Mozilla might launch Firefox premium in 2019 - rolph
https://www.ghacks.net/2019/06/09/mozilla-might-launch-firefox-premium-in-2019/
======
Accacin
Jeez, the comments on the linked article are abysmal. If Firefox release a
premium version, I'm very open to paying. I prefer to pay for things I find
useful and a browser is arguably one of the most important programs on a
modern machine.

------
gexla
Quick search, here's a 2017 annual report.

> Today, the majority of Mozilla Corporation revenue is generated from global
> browser search partnerships, including the deal negotiated with Google in
> 2017 following Mozilla’s termination of its search agreement with Yahoo/Oath
> which required ongoing payments to Mozilla that remain the subject of
> litigation.

[https://www.mozilla.org/en-
US/foundation/annualreport/2017/](https://www.mozilla.org/en-
US/foundation/annualreport/2017/)

Not a great position to be in. I would pay for a premium version.

------
octosphere
I'm actually genuinely excited for this.

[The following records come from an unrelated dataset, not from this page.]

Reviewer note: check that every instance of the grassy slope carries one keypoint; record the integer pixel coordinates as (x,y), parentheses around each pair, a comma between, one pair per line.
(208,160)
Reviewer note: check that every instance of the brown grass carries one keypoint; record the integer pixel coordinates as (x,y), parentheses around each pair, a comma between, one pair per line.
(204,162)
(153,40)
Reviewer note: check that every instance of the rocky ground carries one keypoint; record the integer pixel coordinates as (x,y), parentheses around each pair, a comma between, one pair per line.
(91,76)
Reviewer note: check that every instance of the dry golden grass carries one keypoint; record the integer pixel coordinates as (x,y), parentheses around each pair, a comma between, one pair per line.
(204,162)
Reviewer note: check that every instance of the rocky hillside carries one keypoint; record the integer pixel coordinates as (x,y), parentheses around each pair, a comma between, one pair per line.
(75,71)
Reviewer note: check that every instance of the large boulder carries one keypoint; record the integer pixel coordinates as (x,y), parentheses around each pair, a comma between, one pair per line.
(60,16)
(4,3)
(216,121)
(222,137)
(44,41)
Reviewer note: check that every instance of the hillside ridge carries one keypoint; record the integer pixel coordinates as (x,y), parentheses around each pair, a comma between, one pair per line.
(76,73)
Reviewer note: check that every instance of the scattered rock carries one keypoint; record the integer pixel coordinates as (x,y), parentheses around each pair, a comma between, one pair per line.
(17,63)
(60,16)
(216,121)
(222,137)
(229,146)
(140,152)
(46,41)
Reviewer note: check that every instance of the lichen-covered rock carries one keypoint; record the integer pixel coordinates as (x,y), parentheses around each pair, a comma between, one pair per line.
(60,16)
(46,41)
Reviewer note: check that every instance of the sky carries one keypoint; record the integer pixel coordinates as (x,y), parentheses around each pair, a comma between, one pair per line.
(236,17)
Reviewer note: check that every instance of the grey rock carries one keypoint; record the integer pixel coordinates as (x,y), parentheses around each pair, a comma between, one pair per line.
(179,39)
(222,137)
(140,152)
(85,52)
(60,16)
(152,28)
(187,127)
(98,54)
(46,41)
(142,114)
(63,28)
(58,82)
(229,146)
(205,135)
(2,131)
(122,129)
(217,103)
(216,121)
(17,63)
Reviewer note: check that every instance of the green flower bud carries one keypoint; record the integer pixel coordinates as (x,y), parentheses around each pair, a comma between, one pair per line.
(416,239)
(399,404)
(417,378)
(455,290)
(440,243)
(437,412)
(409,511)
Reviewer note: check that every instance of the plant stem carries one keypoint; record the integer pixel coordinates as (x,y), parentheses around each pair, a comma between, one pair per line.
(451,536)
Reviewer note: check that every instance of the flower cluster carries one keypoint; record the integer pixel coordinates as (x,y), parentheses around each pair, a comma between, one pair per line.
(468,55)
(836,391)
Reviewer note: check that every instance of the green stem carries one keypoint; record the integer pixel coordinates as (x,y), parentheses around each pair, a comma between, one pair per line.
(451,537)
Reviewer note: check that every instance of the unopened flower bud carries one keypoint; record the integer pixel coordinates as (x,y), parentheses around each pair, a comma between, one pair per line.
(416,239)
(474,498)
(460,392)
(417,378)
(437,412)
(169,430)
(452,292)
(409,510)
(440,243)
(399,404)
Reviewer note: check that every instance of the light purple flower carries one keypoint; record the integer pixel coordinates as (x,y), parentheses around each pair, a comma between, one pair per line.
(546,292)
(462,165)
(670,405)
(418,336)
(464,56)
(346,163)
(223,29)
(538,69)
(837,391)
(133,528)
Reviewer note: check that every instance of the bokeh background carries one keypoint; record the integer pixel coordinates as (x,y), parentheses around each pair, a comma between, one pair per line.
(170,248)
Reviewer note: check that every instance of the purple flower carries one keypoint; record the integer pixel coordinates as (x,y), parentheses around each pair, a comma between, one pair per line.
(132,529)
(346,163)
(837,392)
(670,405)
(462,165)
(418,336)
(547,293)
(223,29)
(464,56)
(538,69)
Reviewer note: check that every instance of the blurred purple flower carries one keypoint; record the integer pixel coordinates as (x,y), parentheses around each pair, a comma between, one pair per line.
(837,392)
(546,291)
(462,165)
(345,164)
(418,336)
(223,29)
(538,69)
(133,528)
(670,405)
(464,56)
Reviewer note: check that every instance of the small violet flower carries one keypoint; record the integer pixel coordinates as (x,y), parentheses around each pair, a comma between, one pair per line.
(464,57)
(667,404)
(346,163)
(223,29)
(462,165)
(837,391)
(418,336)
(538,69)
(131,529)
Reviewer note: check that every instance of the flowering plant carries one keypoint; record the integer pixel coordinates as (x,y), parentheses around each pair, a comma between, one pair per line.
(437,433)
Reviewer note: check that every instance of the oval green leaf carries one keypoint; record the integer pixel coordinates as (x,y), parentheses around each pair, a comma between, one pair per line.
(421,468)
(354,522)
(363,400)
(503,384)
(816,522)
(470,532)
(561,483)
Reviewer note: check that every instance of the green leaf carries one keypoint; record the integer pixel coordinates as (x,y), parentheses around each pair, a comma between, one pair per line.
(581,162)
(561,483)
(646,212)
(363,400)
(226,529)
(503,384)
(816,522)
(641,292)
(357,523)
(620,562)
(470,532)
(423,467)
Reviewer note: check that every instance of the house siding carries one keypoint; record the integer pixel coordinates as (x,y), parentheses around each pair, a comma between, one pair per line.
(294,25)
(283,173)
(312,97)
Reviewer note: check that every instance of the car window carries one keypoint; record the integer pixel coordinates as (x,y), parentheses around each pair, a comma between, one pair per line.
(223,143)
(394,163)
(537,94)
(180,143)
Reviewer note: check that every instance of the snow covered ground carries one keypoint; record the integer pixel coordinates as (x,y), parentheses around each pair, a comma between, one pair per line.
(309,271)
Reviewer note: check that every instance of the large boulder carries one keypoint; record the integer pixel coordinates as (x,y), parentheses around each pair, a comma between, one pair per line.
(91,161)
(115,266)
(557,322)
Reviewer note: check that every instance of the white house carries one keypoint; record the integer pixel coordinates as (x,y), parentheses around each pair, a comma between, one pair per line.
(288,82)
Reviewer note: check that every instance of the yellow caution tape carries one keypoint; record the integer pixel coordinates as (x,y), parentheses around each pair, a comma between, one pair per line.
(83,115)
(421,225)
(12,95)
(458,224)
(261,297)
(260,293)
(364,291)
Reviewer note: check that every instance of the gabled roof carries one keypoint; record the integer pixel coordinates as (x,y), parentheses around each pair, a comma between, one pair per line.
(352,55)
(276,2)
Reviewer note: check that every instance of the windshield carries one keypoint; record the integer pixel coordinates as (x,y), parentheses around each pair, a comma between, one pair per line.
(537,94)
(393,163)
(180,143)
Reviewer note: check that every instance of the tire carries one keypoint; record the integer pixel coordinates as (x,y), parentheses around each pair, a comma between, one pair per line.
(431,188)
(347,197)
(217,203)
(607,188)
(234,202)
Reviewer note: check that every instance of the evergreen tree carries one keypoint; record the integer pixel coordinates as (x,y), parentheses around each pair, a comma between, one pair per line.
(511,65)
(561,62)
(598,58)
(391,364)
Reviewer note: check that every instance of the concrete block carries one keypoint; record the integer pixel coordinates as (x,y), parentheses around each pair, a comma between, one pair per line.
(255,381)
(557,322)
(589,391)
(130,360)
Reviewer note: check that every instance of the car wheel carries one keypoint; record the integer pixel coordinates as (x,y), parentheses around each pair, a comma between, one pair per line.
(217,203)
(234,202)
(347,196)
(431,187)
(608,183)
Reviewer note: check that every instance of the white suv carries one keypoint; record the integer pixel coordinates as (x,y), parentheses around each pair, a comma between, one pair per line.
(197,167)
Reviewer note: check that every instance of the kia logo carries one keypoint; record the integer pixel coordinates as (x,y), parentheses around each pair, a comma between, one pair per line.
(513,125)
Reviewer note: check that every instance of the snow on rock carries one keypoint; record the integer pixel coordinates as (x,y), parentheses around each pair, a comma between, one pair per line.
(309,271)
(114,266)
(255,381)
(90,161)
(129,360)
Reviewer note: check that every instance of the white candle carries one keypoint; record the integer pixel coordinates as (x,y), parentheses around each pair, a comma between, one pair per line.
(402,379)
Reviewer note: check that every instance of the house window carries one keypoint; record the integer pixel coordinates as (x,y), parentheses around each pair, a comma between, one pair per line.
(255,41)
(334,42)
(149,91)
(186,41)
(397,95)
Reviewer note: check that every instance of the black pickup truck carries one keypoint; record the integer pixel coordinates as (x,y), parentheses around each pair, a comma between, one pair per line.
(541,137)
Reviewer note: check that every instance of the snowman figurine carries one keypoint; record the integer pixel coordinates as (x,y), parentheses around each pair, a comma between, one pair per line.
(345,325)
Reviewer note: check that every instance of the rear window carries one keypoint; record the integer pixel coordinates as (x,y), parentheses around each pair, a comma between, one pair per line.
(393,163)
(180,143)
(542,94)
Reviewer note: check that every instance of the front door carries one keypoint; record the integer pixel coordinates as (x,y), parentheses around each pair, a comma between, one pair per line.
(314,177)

Although Firefox's VPN should be free
like Opera's[0] or even freemium where users get a more advanced set of VPN
features for a small fee each month, and for the free tier, a limited set of
options like limited choice of countries, and a bandwidth quota.

[0] [https://www.opera.com/computer/features/free-
vpn](https://www.opera.com/computer/features/free-vpn)

------
equalunique
I'd pay for it.

------
rolph
i find this distressing but not unforeseen. im hoping mozilla wont fall down
the same we need more revenue slope as a lot of others have before they went
full subscription model.